Temperatures in the frigid continent, bigger than the U.S. and Mexico combined, are important because its ice sheets hold enough water to raise sea levels by 57 meters (187 feet) if they ever melted. The desolate mass of ice holds the record-low temperature, measured at minus 89 Celsius by the U.S. National Climatic Data Center. Winds of 200 miles per hour (124 kilometers per hour) are frequently measured.

Antarctica had represented the biggest gap in United Nations knowledge about the recent evolution of the Earth’s temperatures and extent of global warming, a phenomenon that has been widely found in the Arctic at the earth’s other extreme.

Ice Shelves Breaking

The UN has supervised climate research for decades and has led negotiations that produced the only international treaties to stem global warming.

The study indicates that the breakup of ice shelves already seen in the Antarctic Peninsula, a spit of land reaching toward South America, may “eventually” extend to other parts of the continent, Steig said in a telephone interview.

“The fact that the warming that is appearing on the peninsula extends way down into West Antarctica would suggest that eventually, if that trend continues, ice shelves in West Antarctica are also going to similarly be affected,” Steig said, pointing to a timeframe of “hundreds of years.”

Ice shelves rest on the ocean and don’t raise sea levels when they break up. Even so, their loss removes a barrier to the flow of melting land-based ice sheets toward the sea.

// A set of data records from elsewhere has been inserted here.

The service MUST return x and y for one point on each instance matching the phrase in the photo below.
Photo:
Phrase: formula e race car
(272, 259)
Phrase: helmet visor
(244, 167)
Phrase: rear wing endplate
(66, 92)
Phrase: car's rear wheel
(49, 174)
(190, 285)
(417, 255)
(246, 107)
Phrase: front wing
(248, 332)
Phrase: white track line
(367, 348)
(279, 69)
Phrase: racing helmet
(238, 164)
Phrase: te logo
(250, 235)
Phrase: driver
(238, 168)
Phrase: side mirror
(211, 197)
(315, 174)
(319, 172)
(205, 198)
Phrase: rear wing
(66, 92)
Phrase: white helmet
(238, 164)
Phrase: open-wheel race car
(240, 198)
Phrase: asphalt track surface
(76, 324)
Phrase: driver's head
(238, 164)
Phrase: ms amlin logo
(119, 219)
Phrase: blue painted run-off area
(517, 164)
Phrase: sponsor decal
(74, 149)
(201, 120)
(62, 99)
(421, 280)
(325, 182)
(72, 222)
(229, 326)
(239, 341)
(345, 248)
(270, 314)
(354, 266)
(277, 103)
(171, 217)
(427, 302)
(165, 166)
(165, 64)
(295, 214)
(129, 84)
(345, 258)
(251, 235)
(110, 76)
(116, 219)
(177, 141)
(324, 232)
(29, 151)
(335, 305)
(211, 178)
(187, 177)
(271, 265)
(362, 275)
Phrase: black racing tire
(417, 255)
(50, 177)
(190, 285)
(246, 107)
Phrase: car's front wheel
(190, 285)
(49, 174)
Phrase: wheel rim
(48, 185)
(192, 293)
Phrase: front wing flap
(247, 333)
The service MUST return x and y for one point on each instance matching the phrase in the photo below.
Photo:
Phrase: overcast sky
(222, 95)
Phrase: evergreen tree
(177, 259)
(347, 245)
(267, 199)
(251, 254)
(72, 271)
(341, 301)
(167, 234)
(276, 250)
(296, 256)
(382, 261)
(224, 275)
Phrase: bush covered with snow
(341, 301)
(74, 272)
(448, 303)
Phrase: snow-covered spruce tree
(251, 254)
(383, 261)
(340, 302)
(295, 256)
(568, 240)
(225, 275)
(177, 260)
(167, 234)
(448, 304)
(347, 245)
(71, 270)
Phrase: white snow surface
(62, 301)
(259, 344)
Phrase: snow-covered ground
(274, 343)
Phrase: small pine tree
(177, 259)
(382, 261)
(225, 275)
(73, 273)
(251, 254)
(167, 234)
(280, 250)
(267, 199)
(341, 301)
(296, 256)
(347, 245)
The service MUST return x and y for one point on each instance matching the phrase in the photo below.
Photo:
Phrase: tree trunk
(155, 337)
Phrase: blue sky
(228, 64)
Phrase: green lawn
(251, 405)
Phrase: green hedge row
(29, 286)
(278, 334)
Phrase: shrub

Most ground-based temperature measurements from Antarctica began in 1957, and the data is largely from coastal areas. Gauging the vast interior by satellite didn’t begin until 1979. Steig’s team used mathematical models to establish the relationship between the ground and satellite measurements between 1979 and 2006 and then used the correlation they found to calculate temperatures for the interior going back to 1957.

Cooling Controversy

The UN in 2007 produced its largest assessment ever of climate change, pointing to planet-wide warming while signaling “a cooling over most of interior Antarctica,” a phenomenon emphasized by Crichton, who died in November, in his novel “State of Fear” (HarperCollins, 2004.)

The book, one of many in the last decade that stirred popular debate over climate change, prompted rebuttals by scientists.

“Readers may understandably take away some misconceptions from his book,” the Cambridge, Massachusetts-based Union of Concerned Scientists writes on its Web site about Crichton’s novel. Cooling trends in some parts of the world, “including the Antarctic interior, which Crichton makes much of,” is “fully compatible with the physics on which climate models are based,” the union says.

500 Billion Tons

The UN’s 2007 report included temperature-change maps that showed the bulk of Antarctica colored gray, an indication of insufficient data. “Significant warming” was taking place in the Antarctic Peninsula, it said.

The effects of warming in the Antarctic Peninsula have been dramatic. In 2002, the Larsen B ice shelf collapsed, with 500 billion tons of ice breaking up into icebergs in less than a month. The larger Wilkins ice sheet, which is further south, lost 1,000 square kilometers (386 square miles) in 1998 and began to break up further last February.

Over the past 50 years the Antarctic Peninsula warmed an average of 0.11 degrees Celsius a decade, West Antarctica gained 0.17 degrees every 10 years and temperatures in East Antarctica rose by 0.1 degrees, Steig’s team found. The data from the east had a margin of error of 0.07 degrees, meaning the actual warming may be close to zero.